PEEK: Context Map as an Orientation Cache for Long-Context LLM Agents

Large language model (LLM) agents increasingly operate over long and recurring external contexts, like document corpora and code repositories. Across invocations, existing approaches preserve either the agent's trajectory, passive access to raw material, or task-level strategies. None of them preserves what we argue is most needed for repeated same-context workloads: reusable orientation knowledge (e.g., what the context contains, how it is organized, and which entities, constants, and schemas have historically been useful) about the recurring context itself. We introduce PEEK, a system that caches and maintains this orientation knowledge as a context map: a small, constant-sized artifact in the agent's prompt that gives it a persistent peek into the external context. The map is maintained by a programmable cache policy with three modules: a Distiller that extracts transferable knowledge from inference-time signals, a Cartographer that translates it into structured edits, and a priority-based Evictor that enforces a fixed token budget. On long-context reasoning and information aggregation, PEEK improves over strong baselines by 6.3-34.0% while using 93-145 fewer iterations and incurring 1.7-5.8x lower cost than the state-of-the-art prompt-learning framework, ACE. On context learning, PEEK improves solving rate and rubric accuracy by 6.0-14.0% and 7.8-12.1%, respectively, at 1.4x lower cost than ACE. These gains generalize across LMs and agent architectures, including OpenAI Codex, a production-grade coding agent. Together, these results show that a context map helps long-context LLM agents interact with recurring external contexts more accurately and efficiently.

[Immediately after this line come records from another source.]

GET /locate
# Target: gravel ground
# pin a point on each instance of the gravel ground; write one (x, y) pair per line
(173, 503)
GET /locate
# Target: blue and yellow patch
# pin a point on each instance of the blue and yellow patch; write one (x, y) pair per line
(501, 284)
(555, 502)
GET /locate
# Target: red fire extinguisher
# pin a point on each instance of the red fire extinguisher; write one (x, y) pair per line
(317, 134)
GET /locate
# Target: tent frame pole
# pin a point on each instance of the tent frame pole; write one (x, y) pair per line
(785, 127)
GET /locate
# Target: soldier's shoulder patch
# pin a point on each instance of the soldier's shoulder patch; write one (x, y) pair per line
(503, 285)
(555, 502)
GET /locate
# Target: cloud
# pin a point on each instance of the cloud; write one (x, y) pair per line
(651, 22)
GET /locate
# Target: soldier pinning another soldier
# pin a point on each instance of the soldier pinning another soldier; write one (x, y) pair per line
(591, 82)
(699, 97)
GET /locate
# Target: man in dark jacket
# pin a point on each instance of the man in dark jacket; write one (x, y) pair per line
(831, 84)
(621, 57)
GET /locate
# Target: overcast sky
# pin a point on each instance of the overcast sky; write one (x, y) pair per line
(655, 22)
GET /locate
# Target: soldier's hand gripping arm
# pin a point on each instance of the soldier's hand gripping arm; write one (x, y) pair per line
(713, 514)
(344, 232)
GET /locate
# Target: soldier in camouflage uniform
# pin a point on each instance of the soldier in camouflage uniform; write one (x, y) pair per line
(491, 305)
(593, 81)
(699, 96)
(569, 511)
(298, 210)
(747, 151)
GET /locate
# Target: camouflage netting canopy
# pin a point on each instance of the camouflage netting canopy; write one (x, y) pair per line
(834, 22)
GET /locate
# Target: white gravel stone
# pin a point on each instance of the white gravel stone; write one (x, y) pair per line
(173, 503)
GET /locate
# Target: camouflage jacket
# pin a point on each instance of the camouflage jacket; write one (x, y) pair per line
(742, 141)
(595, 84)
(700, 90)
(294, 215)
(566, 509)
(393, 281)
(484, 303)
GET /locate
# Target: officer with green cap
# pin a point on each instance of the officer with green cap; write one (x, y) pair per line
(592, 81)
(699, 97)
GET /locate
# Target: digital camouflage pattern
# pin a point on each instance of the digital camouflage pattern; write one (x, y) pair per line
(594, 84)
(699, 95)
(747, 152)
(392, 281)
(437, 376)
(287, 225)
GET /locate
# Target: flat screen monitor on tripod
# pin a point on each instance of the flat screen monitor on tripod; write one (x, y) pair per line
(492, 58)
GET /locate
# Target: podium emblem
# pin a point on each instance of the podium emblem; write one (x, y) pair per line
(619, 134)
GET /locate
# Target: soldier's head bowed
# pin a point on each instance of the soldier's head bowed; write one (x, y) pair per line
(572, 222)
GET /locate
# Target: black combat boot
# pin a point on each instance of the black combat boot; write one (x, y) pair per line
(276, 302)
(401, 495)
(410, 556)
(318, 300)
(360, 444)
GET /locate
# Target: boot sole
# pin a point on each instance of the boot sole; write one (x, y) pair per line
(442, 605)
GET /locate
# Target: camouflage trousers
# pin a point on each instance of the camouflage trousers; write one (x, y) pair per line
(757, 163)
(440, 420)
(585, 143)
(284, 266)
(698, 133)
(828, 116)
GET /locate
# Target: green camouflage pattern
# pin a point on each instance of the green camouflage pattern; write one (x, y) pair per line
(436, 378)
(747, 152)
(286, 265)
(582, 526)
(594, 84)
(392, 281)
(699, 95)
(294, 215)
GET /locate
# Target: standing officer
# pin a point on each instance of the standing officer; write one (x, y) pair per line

翻译：摘要：大语言模型（LLM）代理日益在长且重复的外部上下文（如文档语料库和代码仓库）中运行。现有方法在多次调用中仅保留代理的轨迹、对原始材料的被动访问或任务级策略，但均未保留我们认为重复同上下文工作负载中最需要的元素：关于重复上下文本身的可复用方向知识（例如上下文包含的内容、组织方式，以及历史上哪些实体、常量和模式有用）。我们提出PEEK系统，该系统将此类方向知识缓存并维护为上下文地图：一种嵌入代理提示中的小型恒定大小工件，使其能持续“窥视”外部上下文。该地图通过可编程缓存策略维护，包含三个模块：蒸馏器从推理时信号中提取可迁移知识，制图器将其转化为结构化编辑，以及基于优先级的驱逐器强制执行固定令牌预算。在长上下文推理与信息聚合任务中，PEEK相较于强基线方法提升6.3%-34.0%，同时减少93-145次迭代迭代次数，且成本比最先进的提示学习框架ACE低1.7-5.8倍。在上下文学习方面，PEEK在降低成本至ACE的1.4倍的同时，将解决率和评分准确率分别提升6.0%-14.0%和7.8%-12.1%。这些改进可泛化至不同语言模型和代理架构，包括生产级编码代理OpenAI Codex。综合结果表明，上下文地图能帮助长上下文LLM代理更准确、高效地与重复外部上下文交互。